Patrick McSweeney



Show us the Plan

Gov. Warner won't tip his hand on plans for restructuring the tax code. Maybe that's because he wants to hide from voters how he's breaking his campaign pledge not to increase taxes.


 

Gov. Mark R. Warner and several leading legislators must think the people of Virginia have had a collective lobotomy. It was only two years ago that Warner was running for governor solemnly and repeatedly proclaiming that he would not raise taxes.

Earlier this month, however, Warner asked a legislative commission studying tax reform to propose new taxes on Internet retail sales and higher taxes on corporate income. At other times, he has proposed enacting a new tax on services and raising the tax rate on cigarettes.

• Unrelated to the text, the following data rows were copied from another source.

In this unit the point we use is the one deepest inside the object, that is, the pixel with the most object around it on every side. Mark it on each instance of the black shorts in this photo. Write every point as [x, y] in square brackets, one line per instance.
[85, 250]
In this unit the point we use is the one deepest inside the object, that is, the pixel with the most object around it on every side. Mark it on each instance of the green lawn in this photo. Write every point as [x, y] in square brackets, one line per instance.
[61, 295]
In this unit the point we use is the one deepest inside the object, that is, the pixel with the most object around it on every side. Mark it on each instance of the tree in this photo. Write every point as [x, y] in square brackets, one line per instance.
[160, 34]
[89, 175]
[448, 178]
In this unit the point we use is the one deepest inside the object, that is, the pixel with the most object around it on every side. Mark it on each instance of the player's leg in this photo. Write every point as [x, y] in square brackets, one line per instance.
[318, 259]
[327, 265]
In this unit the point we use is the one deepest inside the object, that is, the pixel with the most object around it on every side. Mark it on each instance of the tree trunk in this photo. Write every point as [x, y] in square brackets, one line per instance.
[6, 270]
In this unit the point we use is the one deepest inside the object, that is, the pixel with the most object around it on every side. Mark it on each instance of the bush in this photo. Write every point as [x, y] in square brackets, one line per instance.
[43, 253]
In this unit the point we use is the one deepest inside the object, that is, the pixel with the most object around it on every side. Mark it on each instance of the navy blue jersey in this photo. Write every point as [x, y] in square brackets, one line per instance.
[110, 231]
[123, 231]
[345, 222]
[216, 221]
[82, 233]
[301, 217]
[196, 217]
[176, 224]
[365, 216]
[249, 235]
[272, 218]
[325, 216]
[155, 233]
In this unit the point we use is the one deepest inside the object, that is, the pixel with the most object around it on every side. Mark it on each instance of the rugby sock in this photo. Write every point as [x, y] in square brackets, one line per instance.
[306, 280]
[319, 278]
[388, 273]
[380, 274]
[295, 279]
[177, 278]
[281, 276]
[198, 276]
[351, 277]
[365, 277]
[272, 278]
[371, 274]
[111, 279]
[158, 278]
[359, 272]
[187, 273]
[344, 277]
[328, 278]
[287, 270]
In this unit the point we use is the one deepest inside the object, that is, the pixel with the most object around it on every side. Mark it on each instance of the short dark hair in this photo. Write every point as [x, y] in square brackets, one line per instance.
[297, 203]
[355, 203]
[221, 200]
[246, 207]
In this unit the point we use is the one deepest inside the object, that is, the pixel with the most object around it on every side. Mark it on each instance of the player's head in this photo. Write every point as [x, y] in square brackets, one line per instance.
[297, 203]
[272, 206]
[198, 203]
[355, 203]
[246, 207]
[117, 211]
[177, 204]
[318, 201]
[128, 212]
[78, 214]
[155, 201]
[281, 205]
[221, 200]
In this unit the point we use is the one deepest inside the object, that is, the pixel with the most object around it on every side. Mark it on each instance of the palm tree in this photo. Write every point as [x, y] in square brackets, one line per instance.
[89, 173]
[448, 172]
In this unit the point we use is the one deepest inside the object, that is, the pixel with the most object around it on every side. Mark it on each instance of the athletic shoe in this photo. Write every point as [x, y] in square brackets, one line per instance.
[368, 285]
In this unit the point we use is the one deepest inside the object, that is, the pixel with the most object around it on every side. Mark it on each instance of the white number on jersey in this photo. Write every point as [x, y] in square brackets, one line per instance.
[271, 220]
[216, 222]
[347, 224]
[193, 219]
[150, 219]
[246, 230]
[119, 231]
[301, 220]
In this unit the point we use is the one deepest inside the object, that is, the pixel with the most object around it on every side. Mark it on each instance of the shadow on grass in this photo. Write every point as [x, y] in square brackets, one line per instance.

All of this comes after vigorously campaigning for ballot measures in 2002 in Northern Virginia and Hampton Roads to raise the sales tax in those regions.

 

When Gary Thomson, the Chairman of the Republican Party of Virginia, said in a fundraising letter this month that Warner intends to ask for new taxes, he was sharply criticized by editorial writers and even a GOP legislator. Why? Because Thomson stated the obvious: Warner intends to raise taxes.

 

Warner has said publicly that he wants more money for public education. He told The Washington Post editorial board that he supported a tax code overhaul to boost money for schools.

 

So let’s have some straight talk from editorial writers and more aggressive questioning of state politicians by journalists. They let Warner off the hook during the 2001 gubernatorial campaign when he said he wouldn’t raise taxes while building his campaign promises on the assumption that taxes would be raised. They have let him off the hook repeatedly since the election.

 

The essential question is whether our elected representatives want to increase the amount of government spending in relation to the Commonwealth’s economy. We can end the quibbling over the meaning of “tax neutrality” if the governor and candidates will take a position on a constitutional amendment to limit state spending to a set percentage of Virginia’s gross domestic product or to the rate of increase in state population and inflation.

Warner says he won’t disclose the specifics of his tax proposal because his plan would be savaged by political opportunists resorting to outrageous characterizations. What is most alarming is that many commentators applaud him for refusing to lay out his plan.

 

Unfortunately, politics in a free country can be a brutal enterprise. That’s the price we pay for freedom. What Warner and these editorial writers share is a deep distrust of the voters. If our system is to endure, we must trust the voters to sort out the true from the false in overheated campaign polemics. Jefferson observed that we don’t have angels in the guise of men to govern us.

 

If Warner is unwilling to take the risk involved in pushing for tax enhancement, he is, quite simply, not a leader and undeserving of the legacy he says he wants to leave. Given the fact that he has violated his campaign pledge not to raise taxes and declared his intention to enhance state revenues, his cynical decision to withhold his tax plan is fair game for his opponents.

 

To paraphrase one editorial writer who argued that the GOP’s Thomson has forfeited the right to lead because he is “willing to scuttle progress for partisan gain,” our governor has forfeited the right to lead because he has so little confidence in the voters that he won’t come clean on his tax proposal.

 

Politics shouldn’t be a game of hide-the-pea.